Hatred against the scoundrel is obligatory. It is part of the modern "ideal beauty", it constitutes its rib, the spinal trunk, around which everything is ordered. You have all the rights, except that of being the scoundrel. The indulgence, the understanding with which one is lavish for all crimes and all vices are absolutely proscribed, not with regard to the acts, but simply with regard to the simple existence of the scoundrel.

The gregarious young thinker is generally outraged by the death penalty, he hopes for it to be abolished: except in politics where he thinks it is applied too rarely.

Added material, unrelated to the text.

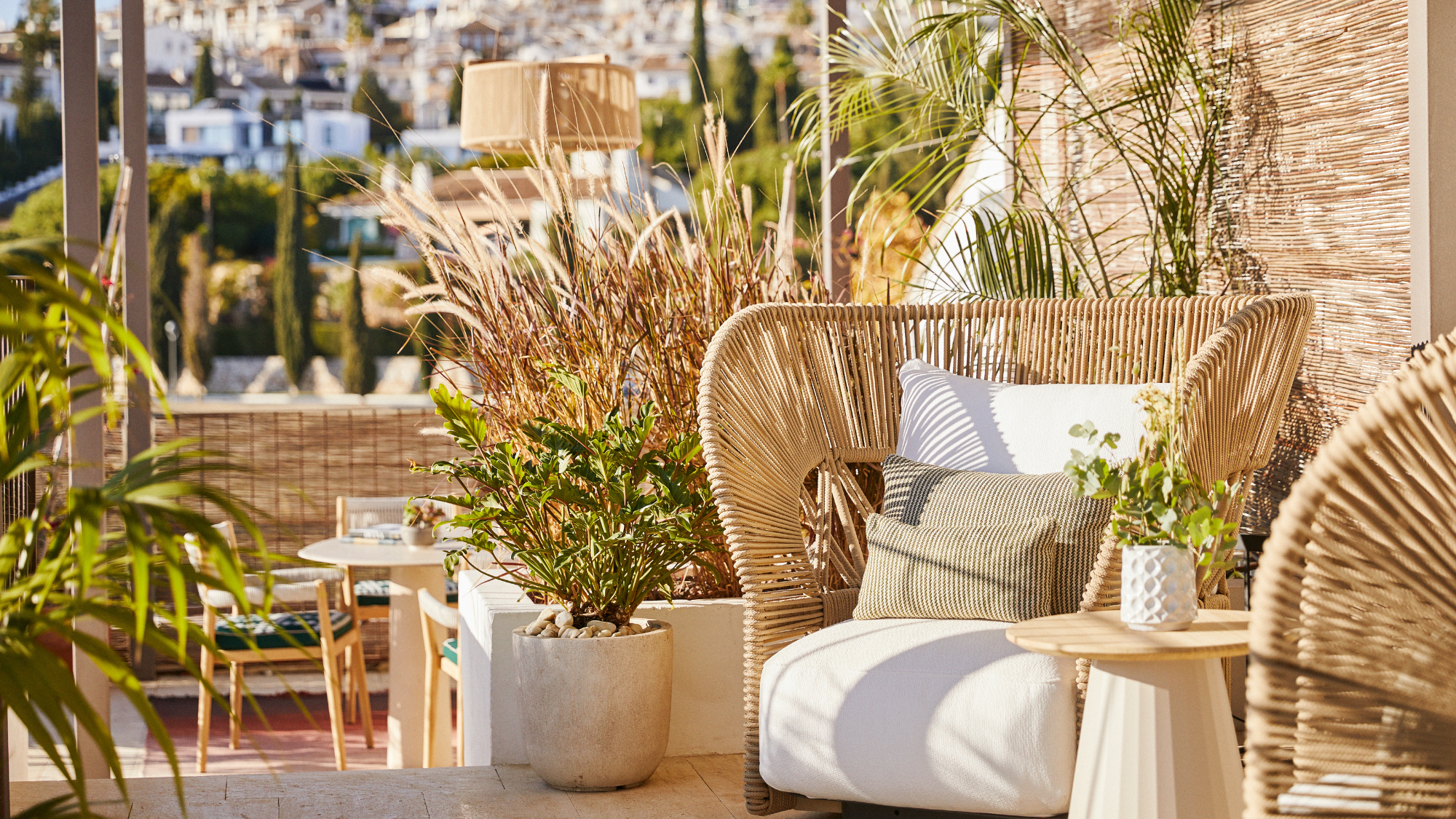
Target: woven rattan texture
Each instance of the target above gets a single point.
(1353, 676)
(794, 397)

The scoundrel, once discovered, should be killed, suppressed with a sting, or at least locked up in a mental hospital and subjected to a triple daily shower.

The scoundrel is, of course, he who does not accept in its consequences the reign of progress over the world and especially the kingship of the gregarious man, but who demonstrates in his conduct, with a bad reflection, with a simple gesture, that courage, energy and pride are not completely unknown feelings to him."

The book in question is SPARTA AND THE SOUTHERS by Maurice Bardèche, published in France in 1969 and translated into Italy in 1970 by Il Borghese editions with the title "Fascism '70".

I have the impression that history has told us some lies and has nicely teased us, painting us a slightly distorted idea of freedom.

It is a dense, sarcastic, caustic book that leaves no one indifferent, cannot help but provoke discussion, and cannot give rise to an avalanche of thoughts and reflections, an avalanche of questions with difficult answers. It definitely comes out of the ordinary.

To each then and his considerations.